Public Involvement & Participation

fixing the sidewalk

Successful programs allow for the public to play an active role in both the development and implementation of the program. An active and involved community allows for: broader public support of the program, a broader base of expertise, shorter implementation schedules due to fewer obstacles in the form of public and legal challenges, as well as economic benefits since the community can be a valuable and free intellectual resource.

To meet the requirements of this minimum control measure, the operator of a regulated small MS4 will need to at a minimum:

  • Comply with applicable State and local public notice requirements; and
  • Determine appropriate best management practices (BMPs) and measurable goals for this minimum control measure.

Recommendations for developing a successful public participation/involvement program:

  • Operators of regulated small MS4s should provide opportunities for the public to participate in developing, implementing, and reviewing their storm water management program.

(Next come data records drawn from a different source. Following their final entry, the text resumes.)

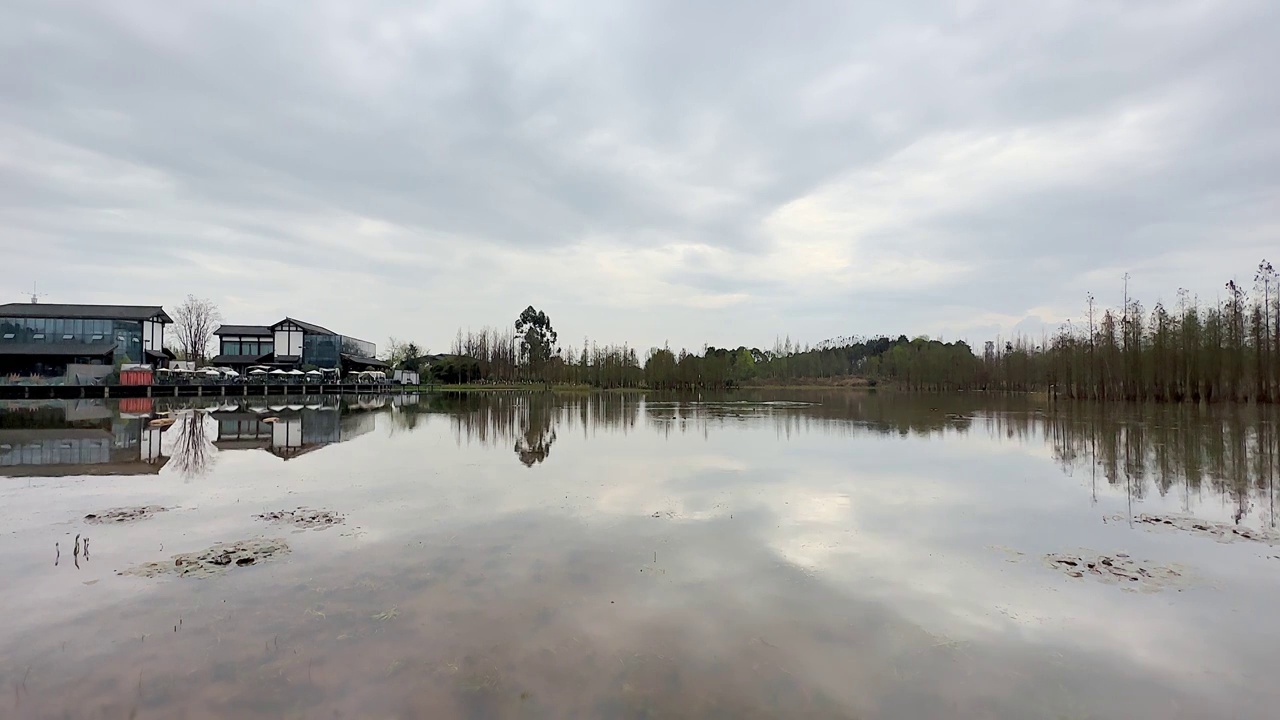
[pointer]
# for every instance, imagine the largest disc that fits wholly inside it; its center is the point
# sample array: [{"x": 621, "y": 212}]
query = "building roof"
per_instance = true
[
  {"x": 58, "y": 349},
  {"x": 309, "y": 327},
  {"x": 260, "y": 331},
  {"x": 85, "y": 311},
  {"x": 238, "y": 359}
]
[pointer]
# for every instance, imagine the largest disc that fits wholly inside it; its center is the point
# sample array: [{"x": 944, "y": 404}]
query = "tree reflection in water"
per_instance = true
[
  {"x": 538, "y": 431},
  {"x": 193, "y": 451}
]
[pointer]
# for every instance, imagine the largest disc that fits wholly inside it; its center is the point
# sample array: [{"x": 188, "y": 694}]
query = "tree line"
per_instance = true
[{"x": 1225, "y": 350}]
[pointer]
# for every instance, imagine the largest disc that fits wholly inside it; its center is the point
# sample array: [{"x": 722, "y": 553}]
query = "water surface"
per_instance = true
[{"x": 763, "y": 555}]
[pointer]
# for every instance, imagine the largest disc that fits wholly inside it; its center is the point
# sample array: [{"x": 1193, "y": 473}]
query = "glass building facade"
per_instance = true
[
  {"x": 247, "y": 345},
  {"x": 126, "y": 335},
  {"x": 321, "y": 350}
]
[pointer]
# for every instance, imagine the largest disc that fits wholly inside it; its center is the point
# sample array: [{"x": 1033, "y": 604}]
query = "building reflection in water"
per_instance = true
[
  {"x": 132, "y": 436},
  {"x": 295, "y": 425},
  {"x": 1217, "y": 454},
  {"x": 81, "y": 437}
]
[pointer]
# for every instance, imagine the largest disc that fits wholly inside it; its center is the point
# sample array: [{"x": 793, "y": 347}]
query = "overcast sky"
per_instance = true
[{"x": 720, "y": 172}]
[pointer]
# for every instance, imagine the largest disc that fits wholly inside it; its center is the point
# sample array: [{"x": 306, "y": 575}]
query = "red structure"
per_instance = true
[{"x": 135, "y": 377}]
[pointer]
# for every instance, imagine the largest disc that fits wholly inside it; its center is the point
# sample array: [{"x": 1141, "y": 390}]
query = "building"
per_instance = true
[
  {"x": 293, "y": 343},
  {"x": 46, "y": 340}
]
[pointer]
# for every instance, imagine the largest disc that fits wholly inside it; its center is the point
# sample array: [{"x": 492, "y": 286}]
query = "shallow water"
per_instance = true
[{"x": 764, "y": 555}]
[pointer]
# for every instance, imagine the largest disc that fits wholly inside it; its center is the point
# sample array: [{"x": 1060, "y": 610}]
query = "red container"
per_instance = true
[
  {"x": 135, "y": 377},
  {"x": 137, "y": 405}
]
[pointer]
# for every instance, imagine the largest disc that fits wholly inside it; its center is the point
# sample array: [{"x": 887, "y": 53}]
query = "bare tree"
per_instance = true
[
  {"x": 193, "y": 452},
  {"x": 195, "y": 322}
]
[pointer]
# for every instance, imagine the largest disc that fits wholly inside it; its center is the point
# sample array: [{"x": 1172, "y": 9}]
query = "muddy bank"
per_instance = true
[
  {"x": 304, "y": 518},
  {"x": 122, "y": 515},
  {"x": 1221, "y": 532},
  {"x": 214, "y": 560},
  {"x": 1119, "y": 569}
]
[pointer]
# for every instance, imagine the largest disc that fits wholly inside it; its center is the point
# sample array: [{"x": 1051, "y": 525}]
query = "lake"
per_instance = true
[{"x": 613, "y": 555}]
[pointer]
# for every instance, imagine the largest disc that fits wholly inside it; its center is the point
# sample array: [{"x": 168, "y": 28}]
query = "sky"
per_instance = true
[{"x": 650, "y": 172}]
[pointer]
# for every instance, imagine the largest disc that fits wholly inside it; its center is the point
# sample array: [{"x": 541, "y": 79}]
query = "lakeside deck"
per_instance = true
[{"x": 250, "y": 390}]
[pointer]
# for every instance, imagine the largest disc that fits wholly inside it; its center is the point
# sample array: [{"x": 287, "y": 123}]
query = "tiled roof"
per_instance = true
[{"x": 85, "y": 311}]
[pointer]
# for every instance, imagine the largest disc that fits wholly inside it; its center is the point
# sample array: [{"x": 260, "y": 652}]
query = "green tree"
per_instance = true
[{"x": 536, "y": 341}]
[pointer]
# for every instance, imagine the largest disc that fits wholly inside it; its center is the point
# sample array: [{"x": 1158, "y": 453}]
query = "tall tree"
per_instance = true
[
  {"x": 195, "y": 322},
  {"x": 536, "y": 340}
]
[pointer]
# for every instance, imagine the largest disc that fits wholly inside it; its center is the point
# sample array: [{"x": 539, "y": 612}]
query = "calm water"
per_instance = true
[{"x": 782, "y": 555}]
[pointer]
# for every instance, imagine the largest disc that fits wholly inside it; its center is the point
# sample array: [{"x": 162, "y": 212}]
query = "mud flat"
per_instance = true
[
  {"x": 123, "y": 515},
  {"x": 1119, "y": 569},
  {"x": 215, "y": 560},
  {"x": 304, "y": 518}
]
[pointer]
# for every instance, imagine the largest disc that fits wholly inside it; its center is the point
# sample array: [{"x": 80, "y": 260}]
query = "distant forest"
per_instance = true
[{"x": 1194, "y": 351}]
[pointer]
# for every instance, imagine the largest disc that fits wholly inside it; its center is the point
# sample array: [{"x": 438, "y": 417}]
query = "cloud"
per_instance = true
[{"x": 644, "y": 172}]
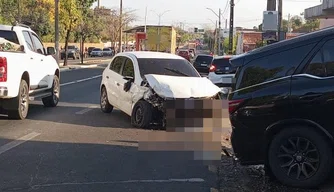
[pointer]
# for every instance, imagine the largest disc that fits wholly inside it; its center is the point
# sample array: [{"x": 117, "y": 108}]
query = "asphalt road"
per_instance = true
[{"x": 76, "y": 147}]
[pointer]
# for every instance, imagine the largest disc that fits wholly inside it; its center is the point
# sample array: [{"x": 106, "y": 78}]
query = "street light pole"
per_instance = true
[
  {"x": 219, "y": 31},
  {"x": 219, "y": 28},
  {"x": 159, "y": 34},
  {"x": 120, "y": 25},
  {"x": 57, "y": 29}
]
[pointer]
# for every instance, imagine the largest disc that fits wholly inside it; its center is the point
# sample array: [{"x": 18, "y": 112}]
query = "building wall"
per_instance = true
[{"x": 98, "y": 45}]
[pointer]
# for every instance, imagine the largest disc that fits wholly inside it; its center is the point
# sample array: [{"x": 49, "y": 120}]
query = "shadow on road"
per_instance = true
[
  {"x": 39, "y": 165},
  {"x": 74, "y": 115}
]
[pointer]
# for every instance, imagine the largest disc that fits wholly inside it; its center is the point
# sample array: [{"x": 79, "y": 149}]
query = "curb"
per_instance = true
[
  {"x": 89, "y": 61},
  {"x": 71, "y": 68}
]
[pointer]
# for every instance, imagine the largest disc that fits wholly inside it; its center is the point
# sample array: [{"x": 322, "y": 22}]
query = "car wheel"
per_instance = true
[
  {"x": 300, "y": 157},
  {"x": 104, "y": 103},
  {"x": 21, "y": 103},
  {"x": 141, "y": 116},
  {"x": 52, "y": 101}
]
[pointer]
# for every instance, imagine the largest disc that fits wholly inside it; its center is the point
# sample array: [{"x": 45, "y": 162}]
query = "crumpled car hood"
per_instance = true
[{"x": 182, "y": 87}]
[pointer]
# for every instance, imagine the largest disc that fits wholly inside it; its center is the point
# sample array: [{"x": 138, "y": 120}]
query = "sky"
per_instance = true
[{"x": 193, "y": 13}]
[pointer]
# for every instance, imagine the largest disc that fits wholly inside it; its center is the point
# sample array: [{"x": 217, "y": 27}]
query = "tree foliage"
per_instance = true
[{"x": 75, "y": 16}]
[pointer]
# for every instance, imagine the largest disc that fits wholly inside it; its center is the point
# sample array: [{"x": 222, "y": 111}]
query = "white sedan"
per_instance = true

There are a variety of BMPs that could be incorporated into the program, such as:

  • Public meetings/citizen panels - allow citizens to discuss various viewpoints and provide input concerning appropriate storm water management policies and BMPs;
  • Volunteer water quality monitoring - getting citizens involved and educated on the quality of local water bodies as well as providing a cost-effective way of collecting water quality data;
  • Volunteer educators/speakers - who can conduct workshops to train municipal officials as well as educate general public;
  • Storm drain stenciling - creates an opportunity for concerned citizens to perform a simple but effective activity that can help reduce pollutants entering the collection system by raising public awareness;
  • Community cleanups - cleaning up litter that may clog storm drains and cleaning up beach wrack composed of decaying vegetation such as eelgrass along local waterways and shorelines is another means of involving citizens in activities that have proven benefits to flooding and water quality;
  • Citizen watch groups - concerned citizens can aid local enforcement authorities in the identification of polluters potentially through a "storm water pollution hotline" telephone service; and
  • "Adopt a Storm Drain" programs - encourage individuals or groups to keep storm drains free of debris and to monitor dry weather flows from storm drains which may indicate suspect illicit discharges.